Mailing-List: contact user-help@orc.apache.org; run by ezmlm
Precedence: bulk
Reply-To: user@orc.apache.org
Subject: Re: Reading ORC Files from S3
MIME-Version: 1.0
From: Gopal Vijayaraghavan <gopal@hortonworks.com>
To: "user@orc.apache.org" <user@orc.apache.org>
CC: David Rosenstrauch <darose@darose.net>, "rbalamohan@apache.org"
	<rbalamohan@apache.org>
Thread-Topic: Reading ORC Files from S3
Thread-Index: AQHQ+jDU/sya+8YTQEyogB1yLrlWV55S9xaAgABLEYCAACGsAP//oBgA
Date: Tue, 29 Sep 2015 06:00:34 +0000
Message-ID: <D22F6686.35F6B%gopal@hortonworks.com>
References: <5609A6B9.6030701@darose.net>
 <FBA78400-EDCF-4D06-9C57-498A6B00722E@gmail.com>
 <D22F0399.35E6E%gopal@hortonworks.com> <5609FAC5.6070305@darose.net>
 <560A1704.6070802@darose.net>
In-Reply-To: <560A1704.6070802@darose.net>
Accept-Language: en-US
Content-Language: en-US
user-agent: Microsoft-MacOutlook/14.5.5.150821
Content-Type: text/plain; charset="us-ascii"
Content-ID: <336A0D97E088AC499862151A02D4B0ED@exch080.serverpod.net>
Content-Transfer-Encoding: quoted-printable

Hi,

>OK, well that was easy.  Figured out my issue and managed to get ORC
>working over s3a.  And got a huge speed-up over s3n!  (On the order of
>10x!)

Cool!
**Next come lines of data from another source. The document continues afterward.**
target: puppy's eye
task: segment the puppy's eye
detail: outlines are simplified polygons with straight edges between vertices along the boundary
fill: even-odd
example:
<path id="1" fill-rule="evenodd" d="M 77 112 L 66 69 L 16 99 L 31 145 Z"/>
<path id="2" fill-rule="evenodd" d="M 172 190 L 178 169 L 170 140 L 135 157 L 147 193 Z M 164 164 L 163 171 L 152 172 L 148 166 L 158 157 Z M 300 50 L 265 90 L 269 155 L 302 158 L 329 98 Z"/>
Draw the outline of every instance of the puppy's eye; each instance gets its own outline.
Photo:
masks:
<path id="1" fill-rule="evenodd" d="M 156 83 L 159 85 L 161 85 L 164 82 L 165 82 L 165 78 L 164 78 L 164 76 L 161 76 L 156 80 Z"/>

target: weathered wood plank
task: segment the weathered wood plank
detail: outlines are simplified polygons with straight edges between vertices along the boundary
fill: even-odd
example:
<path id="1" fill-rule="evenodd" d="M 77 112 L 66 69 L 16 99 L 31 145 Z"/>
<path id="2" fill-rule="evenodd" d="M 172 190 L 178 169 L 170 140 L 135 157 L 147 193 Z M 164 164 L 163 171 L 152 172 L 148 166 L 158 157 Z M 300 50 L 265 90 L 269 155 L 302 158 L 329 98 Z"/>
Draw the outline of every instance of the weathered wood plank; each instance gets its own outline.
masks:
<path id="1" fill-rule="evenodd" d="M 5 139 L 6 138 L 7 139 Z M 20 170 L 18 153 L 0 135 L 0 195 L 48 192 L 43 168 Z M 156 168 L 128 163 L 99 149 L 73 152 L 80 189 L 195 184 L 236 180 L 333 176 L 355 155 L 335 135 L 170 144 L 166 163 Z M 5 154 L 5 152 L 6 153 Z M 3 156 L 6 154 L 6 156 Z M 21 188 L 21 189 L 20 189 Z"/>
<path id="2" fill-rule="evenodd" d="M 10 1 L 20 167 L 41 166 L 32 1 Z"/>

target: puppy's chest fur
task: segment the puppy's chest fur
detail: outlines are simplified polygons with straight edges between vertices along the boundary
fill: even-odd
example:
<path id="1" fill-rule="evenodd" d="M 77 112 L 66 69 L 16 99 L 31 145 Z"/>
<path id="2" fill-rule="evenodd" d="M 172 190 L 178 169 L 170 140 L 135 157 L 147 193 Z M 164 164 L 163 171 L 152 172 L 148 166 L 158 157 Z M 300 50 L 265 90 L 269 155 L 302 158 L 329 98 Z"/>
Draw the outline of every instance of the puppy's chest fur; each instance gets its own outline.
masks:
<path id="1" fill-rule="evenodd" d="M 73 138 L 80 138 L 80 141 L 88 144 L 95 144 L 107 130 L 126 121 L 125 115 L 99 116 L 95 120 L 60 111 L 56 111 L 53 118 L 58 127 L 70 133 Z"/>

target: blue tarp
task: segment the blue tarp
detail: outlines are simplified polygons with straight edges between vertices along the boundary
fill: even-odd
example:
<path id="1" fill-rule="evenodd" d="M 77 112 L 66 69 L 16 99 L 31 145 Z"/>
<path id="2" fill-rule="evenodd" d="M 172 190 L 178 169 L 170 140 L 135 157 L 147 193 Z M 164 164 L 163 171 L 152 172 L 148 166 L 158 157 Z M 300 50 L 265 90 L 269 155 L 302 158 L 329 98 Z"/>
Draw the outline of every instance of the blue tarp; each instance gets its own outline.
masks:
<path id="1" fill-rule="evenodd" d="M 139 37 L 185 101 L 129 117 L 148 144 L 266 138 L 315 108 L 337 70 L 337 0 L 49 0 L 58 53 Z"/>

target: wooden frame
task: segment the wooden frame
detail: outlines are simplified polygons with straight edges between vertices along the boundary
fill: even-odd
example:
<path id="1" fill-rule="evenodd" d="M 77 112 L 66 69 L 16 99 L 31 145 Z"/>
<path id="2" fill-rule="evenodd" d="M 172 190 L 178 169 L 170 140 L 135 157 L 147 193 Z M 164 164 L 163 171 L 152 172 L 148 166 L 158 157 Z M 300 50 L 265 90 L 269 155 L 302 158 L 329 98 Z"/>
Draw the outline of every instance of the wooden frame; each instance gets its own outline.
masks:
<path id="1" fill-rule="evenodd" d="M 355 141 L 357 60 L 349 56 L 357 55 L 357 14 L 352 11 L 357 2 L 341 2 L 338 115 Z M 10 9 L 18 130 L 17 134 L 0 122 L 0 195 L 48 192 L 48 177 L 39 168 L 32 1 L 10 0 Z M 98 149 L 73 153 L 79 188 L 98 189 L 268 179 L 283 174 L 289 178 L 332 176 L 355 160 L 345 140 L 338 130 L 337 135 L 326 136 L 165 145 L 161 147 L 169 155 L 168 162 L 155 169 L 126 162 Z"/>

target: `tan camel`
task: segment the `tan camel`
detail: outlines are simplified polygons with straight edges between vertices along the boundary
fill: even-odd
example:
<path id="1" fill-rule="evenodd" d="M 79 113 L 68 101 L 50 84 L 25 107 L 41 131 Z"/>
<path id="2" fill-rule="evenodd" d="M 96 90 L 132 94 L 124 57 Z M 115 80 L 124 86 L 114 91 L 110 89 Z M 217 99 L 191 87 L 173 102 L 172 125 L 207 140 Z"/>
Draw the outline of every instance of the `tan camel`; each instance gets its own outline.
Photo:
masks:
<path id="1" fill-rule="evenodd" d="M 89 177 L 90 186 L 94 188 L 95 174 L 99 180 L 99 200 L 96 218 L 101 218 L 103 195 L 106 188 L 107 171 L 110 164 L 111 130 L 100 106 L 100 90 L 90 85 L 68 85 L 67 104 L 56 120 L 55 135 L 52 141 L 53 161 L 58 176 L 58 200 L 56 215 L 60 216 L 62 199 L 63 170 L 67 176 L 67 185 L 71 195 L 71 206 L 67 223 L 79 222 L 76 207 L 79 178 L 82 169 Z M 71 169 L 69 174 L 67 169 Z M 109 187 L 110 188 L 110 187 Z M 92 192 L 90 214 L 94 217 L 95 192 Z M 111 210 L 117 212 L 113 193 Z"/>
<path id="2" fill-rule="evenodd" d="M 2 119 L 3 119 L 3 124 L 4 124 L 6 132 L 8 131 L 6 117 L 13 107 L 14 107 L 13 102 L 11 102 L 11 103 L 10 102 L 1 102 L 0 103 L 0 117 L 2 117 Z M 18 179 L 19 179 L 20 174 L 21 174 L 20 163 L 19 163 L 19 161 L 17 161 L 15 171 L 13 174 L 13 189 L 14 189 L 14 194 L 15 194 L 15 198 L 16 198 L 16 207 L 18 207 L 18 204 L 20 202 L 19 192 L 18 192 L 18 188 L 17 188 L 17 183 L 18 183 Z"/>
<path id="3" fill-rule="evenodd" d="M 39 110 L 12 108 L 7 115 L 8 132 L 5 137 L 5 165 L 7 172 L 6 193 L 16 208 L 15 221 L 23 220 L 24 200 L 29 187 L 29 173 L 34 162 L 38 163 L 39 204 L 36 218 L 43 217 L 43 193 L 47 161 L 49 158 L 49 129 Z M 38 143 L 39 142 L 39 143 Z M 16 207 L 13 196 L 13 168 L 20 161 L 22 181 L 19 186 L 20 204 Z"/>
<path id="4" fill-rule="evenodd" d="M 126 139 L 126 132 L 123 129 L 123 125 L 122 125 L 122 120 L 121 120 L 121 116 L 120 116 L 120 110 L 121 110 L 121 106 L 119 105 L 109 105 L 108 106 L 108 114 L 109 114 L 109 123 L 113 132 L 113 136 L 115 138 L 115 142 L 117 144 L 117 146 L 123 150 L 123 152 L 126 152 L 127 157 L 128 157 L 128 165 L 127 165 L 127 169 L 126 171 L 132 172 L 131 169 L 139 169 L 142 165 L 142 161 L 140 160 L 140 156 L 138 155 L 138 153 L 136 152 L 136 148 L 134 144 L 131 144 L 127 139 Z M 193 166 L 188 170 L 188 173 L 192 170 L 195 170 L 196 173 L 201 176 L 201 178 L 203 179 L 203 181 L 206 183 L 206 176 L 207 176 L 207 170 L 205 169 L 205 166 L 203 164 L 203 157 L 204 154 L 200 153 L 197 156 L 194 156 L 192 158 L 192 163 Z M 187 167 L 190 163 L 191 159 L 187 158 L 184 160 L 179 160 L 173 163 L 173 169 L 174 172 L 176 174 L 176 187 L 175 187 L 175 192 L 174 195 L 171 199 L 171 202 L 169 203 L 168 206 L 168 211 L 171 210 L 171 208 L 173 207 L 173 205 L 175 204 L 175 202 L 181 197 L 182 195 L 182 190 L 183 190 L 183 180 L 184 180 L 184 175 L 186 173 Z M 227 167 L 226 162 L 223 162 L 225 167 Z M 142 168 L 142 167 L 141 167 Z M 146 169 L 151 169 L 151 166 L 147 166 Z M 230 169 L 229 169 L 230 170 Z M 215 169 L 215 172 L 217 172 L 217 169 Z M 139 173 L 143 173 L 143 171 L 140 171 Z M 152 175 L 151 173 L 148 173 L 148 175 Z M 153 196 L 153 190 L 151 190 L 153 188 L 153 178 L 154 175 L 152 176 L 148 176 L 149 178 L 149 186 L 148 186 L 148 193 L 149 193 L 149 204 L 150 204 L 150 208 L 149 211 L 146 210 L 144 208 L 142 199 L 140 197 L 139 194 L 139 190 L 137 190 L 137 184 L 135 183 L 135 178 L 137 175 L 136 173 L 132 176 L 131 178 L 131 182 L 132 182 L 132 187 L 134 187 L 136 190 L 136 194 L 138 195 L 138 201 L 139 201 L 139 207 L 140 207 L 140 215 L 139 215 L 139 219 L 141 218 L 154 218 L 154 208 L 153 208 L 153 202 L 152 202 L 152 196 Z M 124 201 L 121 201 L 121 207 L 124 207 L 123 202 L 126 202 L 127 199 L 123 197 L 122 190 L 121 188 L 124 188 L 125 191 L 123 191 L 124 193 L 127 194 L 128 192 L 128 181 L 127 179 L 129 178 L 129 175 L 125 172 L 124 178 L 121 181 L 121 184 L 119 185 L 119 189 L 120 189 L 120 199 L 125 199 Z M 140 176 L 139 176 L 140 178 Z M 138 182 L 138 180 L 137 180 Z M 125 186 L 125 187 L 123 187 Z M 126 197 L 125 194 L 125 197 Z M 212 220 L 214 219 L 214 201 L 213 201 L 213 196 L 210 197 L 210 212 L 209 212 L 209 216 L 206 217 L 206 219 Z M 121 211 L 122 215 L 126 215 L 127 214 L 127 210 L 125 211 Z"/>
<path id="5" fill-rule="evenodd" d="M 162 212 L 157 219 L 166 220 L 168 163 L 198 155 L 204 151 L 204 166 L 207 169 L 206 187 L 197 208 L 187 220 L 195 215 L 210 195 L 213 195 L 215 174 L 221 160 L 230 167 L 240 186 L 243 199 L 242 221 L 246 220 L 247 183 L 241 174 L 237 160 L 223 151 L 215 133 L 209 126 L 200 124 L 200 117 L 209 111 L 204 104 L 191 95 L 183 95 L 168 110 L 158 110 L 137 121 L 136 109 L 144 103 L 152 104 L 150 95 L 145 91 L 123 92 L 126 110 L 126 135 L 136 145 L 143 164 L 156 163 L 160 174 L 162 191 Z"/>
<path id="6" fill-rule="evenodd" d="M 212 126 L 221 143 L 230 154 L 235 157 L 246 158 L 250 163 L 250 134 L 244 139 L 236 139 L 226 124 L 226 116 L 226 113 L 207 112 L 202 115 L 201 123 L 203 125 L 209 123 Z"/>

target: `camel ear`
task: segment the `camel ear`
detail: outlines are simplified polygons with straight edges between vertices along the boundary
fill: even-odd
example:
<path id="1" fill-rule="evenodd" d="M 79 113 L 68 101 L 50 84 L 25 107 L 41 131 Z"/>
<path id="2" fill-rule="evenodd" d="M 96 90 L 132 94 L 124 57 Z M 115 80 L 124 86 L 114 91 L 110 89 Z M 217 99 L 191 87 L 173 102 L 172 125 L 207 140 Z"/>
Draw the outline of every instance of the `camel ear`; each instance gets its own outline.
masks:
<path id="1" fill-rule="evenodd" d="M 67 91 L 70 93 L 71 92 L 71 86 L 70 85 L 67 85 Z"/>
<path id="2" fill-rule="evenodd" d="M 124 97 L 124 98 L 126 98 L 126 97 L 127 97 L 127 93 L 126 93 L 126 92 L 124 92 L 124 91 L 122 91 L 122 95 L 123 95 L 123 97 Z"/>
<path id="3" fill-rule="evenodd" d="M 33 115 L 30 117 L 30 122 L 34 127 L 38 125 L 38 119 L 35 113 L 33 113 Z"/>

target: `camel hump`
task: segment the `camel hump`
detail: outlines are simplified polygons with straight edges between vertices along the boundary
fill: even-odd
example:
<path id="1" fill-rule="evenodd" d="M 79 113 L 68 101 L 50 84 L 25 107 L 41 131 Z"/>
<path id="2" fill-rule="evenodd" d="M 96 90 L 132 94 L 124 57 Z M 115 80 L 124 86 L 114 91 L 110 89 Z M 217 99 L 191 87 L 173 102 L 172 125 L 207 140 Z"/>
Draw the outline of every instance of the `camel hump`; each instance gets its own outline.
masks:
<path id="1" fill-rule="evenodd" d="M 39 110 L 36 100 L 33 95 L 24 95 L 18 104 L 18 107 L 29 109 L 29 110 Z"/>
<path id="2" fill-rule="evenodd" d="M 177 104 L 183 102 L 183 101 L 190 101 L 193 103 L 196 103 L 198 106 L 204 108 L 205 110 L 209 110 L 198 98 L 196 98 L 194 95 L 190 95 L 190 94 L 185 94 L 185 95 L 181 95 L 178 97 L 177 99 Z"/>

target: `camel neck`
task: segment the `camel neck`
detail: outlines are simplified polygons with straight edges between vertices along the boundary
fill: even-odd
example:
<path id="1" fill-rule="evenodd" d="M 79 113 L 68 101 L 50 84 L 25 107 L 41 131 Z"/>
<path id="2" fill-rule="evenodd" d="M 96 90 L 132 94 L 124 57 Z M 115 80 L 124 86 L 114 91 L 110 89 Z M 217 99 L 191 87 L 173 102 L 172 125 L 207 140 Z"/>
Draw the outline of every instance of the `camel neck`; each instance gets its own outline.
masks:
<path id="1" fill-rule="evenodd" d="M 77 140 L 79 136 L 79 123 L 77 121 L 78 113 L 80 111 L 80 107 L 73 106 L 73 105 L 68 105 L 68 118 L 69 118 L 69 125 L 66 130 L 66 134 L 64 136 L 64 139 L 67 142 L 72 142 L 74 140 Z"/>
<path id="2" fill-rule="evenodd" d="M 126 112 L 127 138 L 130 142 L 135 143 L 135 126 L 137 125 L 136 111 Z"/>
S3n is rather old now, while the aws-sdk updates keep s3a moving.

>So yeah, I'm game for testing some new code when/if you're feeling
>motivated to work on this.  Feel free to email me off-list and we can
>get into the details.

+Rajesh - who's actively chasing down the ORC + S3 changes today.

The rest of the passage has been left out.